Não sou nome, só direção

Meu lugar são dois mundos em colisão".

(Baleia – Volta)

Olho para cima e não sei que horas são.

Não sei há quantas horas encontrei coragem para quebrar o olhar de Helena e encarar o teto azul-claro, com os adesivos de estrelas e cometas que brilham no escuro – aqueles que meu pai colocou quando eu tinha 8 anos e enfiara na cabeça a ideia de que seria astrofísica quando crescesse. Paralisada, deixo que todos estes impulsos desconhecidos corram selvagens como veneno por minhas veias.

Tentei fugir de todas as formas possíveis – pela porta, o mais lógico. Fechando os olhos. Tapando os ouvidos. Dormindo.

Mas eu estava à flor da pele, tão descarnada quanto Helena, e nada, nem ninguém pôde me proteger de boiar junto com ela em sua poça de fezes e mijo. A estática, o silêncio, seus olhos embriagados cravados nos meus derrubaram-me facilmente. Encarei seu rosto deformado por meus punhos de todos os ângulos possíveis. Encarei meu rosto refletido em seus olhos líquidos de todos os ângulos possíveis.

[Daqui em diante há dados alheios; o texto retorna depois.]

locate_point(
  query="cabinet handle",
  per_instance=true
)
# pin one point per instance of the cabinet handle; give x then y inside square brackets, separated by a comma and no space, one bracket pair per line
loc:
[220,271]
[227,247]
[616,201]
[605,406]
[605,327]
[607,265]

Quando você bate em mim, Cecília, não está me machucando. Está ferindo a si própria.

Quis vomitar.

Helena dorme de olhos abertos. Paralisada como uma estátua, o sorriso permanente atravessa seu rosto como que rasgado a facadas. Imóvel como um cadáver. Olhar para ela – olhar para mim – é ser atacada por um terror que atravessa a alma e volta.

Como uma flecha.

O zumbido das moscas que pousam em sua pele dilacerada se confunde com o zumbido do próprio silêncio. Elas pousam em mim também, mas nada faço para espantá-las. Não faço nada senão respirar.

Não choro, não gemo, não grito. Em algum momento toda aquela agonia me esvaziou e eu afundei em um lugar escuro, alheio, isolado. Não consigo sentir mais nada.

E então vou embora para aquele lugar quente e seguro, onde as lembranças resplandecem como cristal, e ouço sua voz de criança prestes a entrar na puberdade.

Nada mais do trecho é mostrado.